University Of Pittsburgh At Pittsburgh, Pittsburgh PA

Investigators

Linked publications & trials

Abstract

DESCRIPTION (provided by applicant): Timely detection of severe patient conditions or concerning events and their mitigation remains an important problem in clinical practice. This is especially true in the critically ill patient [1]. Typical computer-based detection methods developed for this purpose rely on the use of clinical knowledge, such as expert-derived rules, that are incorporated into monitoring and alerting systems. However, it is often time-consuming, costly, and difficult to extract and implement such knowledge in existing monitoring systems. The research work in this proposal offers computational, rather than expert-based, solutions that build alert systems from data stored in patient data repositories, such as electronic medical records.

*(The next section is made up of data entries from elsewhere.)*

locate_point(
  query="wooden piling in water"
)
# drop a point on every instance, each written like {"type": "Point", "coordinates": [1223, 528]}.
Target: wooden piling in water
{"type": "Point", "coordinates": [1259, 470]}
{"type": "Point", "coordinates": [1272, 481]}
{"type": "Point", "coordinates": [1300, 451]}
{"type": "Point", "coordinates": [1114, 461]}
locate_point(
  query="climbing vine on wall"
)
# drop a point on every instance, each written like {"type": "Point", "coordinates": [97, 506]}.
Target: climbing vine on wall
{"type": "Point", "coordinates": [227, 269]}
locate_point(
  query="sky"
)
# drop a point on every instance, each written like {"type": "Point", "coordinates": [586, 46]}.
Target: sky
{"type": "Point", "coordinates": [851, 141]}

Briefly, our approach uses advanced machine learning algorithms to identify unusual clinical management patterns in individual patients, relative to patterns associated with comparable patients, and raises an alert signaling this discrepancy. Our preliminary studies provide support that such deviations often indicate clinically important events for which it is worthwhile to raise an alert. We propose an evaluation based on physician assessment of alerts that are generated from a retrospective set of intensive-care unit (ICU) patient cases. The project investigators comprise a multidisciplinary team with expertise in critical care medicine, computer science, biomedical informatics, statistical machine learning, knowledge based systems, and clinical data repositories. PUBLIC HEALTH RELEVANCE: There remain numerous opportunities to reduce medical errors in critical care by sending computer-based reminders and alerts to clinicians. This project uses past patient data, which is stored in electronic form, and machine-learning methods to help develop and refine computer-based alerts to improve healthcare quality and reduce costs.